Claw-Afterlife: OpenClaw Fleet Health & Recovery

Monitor OpenClaw fleet health, manage leader election, handle offline/online transitions, and coordinate skill reinstallation across instances.

Prerequisite: claw-clan must be set up first (state.json must exist).

Leader Election

The instance with the lowest lead number is the leader. Leadership is static (set at setup).

Determine if this instance is leader:

bash

MY_LEAD=$(jq -r '.leadNumber' ~/.openclaw/claw-clan/state.json)
LOWEST_LEAD=$MY_LEAD

for f in ~/.openclaw/claw-clan/peers/*.json; do
  [[ -f "$f" ]] || continue
  peer_status=$(jq -r '.status' "$f")
  peer_lead=$(jq -r '.leadNumber' "$f")
  # Only consider online peers
  if [[ "$peer_status" == "online" && "$peer_lead" -lt "$LOWEST_LEAD" ]]; then
    LOWEST_LEAD=$peer_lead
  fi
done

if [[ "$MY_LEAD" -le "$LOWEST_LEAD" ]]; then
  echo "This instance IS the leader (lead=$MY_LEAD)"
  IS_LEADER=true
else
  echo "This instance is NOT the leader (lead=$MY_LEAD, leader=$LOWEST_LEAD)"
  IS_LEADER=false
fi

Offline Detection

After running claw-ping.sh, check for peers that have gone offline (missed >= threshold pings):

bash

THRESHOLD=$(jq -r '.offlineThresholdPings // 2' ~/.openclaw/claw-clan/config.json)

for f in ~/.openclaw/claw-clan/peers/*.json; do
  [[ -f "$f" ]] || continue
  status=$(jq -r '.status' "$f")
  name=$(jq -r '.name' "$f")
  gateway=$(jq -r '.gatewayId' "$f")
  last_seen=$(jq -r '.lastSeen' "$f")
  last_ping=$(jq -r '.lastPingAttempt' "$f")

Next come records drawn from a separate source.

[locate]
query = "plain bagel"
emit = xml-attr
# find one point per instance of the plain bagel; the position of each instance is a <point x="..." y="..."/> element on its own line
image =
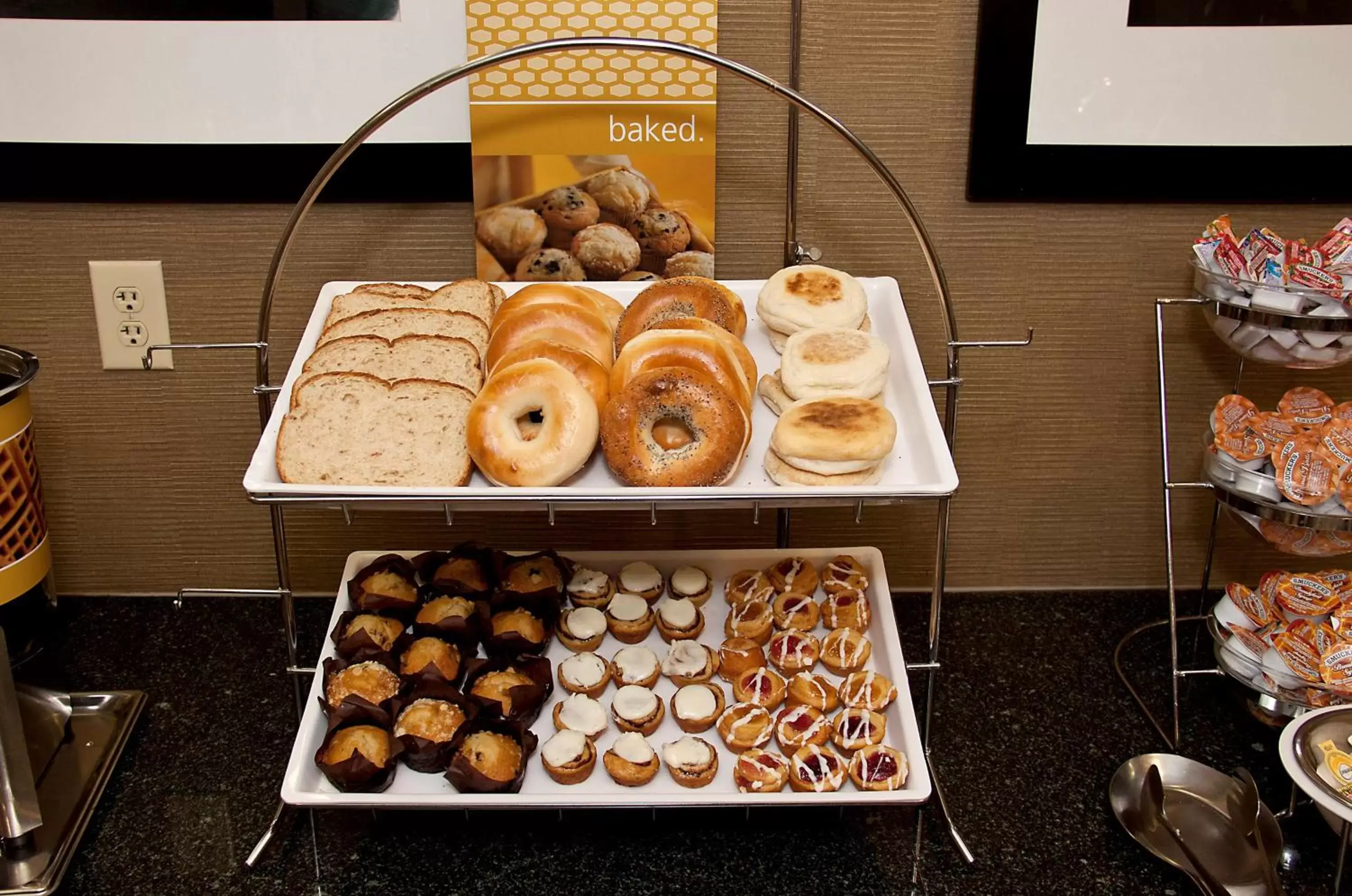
<point x="556" y="448"/>
<point x="582" y="366"/>
<point x="681" y="349"/>
<point x="557" y="293"/>
<point x="557" y="322"/>
<point x="717" y="425"/>
<point x="681" y="298"/>
<point x="733" y="344"/>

  if [[ "$status" == "offline" ]]; then
    echo "OpenClaw \"$name\" ($gateway) has gone OFFLINE."
    echo "Last seen: $last_seen"
    echo "Last ping attempt: $last_ping"
  fi
done

When a peer is detected offline, present the user with options:

•Monitor continuously — Start a 5-minute cron job to watch for recovery
•Ignore — Acknowledge and stop alerting

Start Continuous Monitoring

Only the leader should do this. Create a dedicated cron job for the offline peer:

bash

GATEWAY_ID="<offline-gateway-id>"
SCRIPTS_DIR="${HOME}/.openclaw/claw-clan/scripts"
MONITOR_INTERVAL=$(jq -r '.monitorIntervalMinutes // 5' ~/.openclaw/claw-clan/config.json)

# Add monitoring cron (avoid duplicates)
(crontab -l 2>/dev/null | grep -v "claw-monitor.sh ${GATEWAY_ID}"; \
 echo "*/${MONITOR_INTERVAL} * * * * ${SCRIPTS_DIR}/claw-monitor.sh ${GATEWAY_ID} >> ${HOME}/.openclaw/claw-clan/logs/monitor.log 2>&1 # claw-clan-monitor-${GATEWAY_ID}") | crontab -

echo "Monitoring started for ${GATEWAY_ID} (every ${MONITOR_INTERVAL} minutes)"

Handle Recovery

When claw-monitor.sh detects a peer is back, it:

•Updates peer status to online
•Removes its own monitoring cron job
•Writes a recovery report to ~/.openclaw/claw-clan/logs/recovery-<gateway-id>.json

Read the recovery report and present to user:

bash

GATEWAY_ID="<recovered-gateway-id>"
REPORT="${HOME}/.openclaw/claw-clan/logs/recovery-${GATEWAY_ID}.json"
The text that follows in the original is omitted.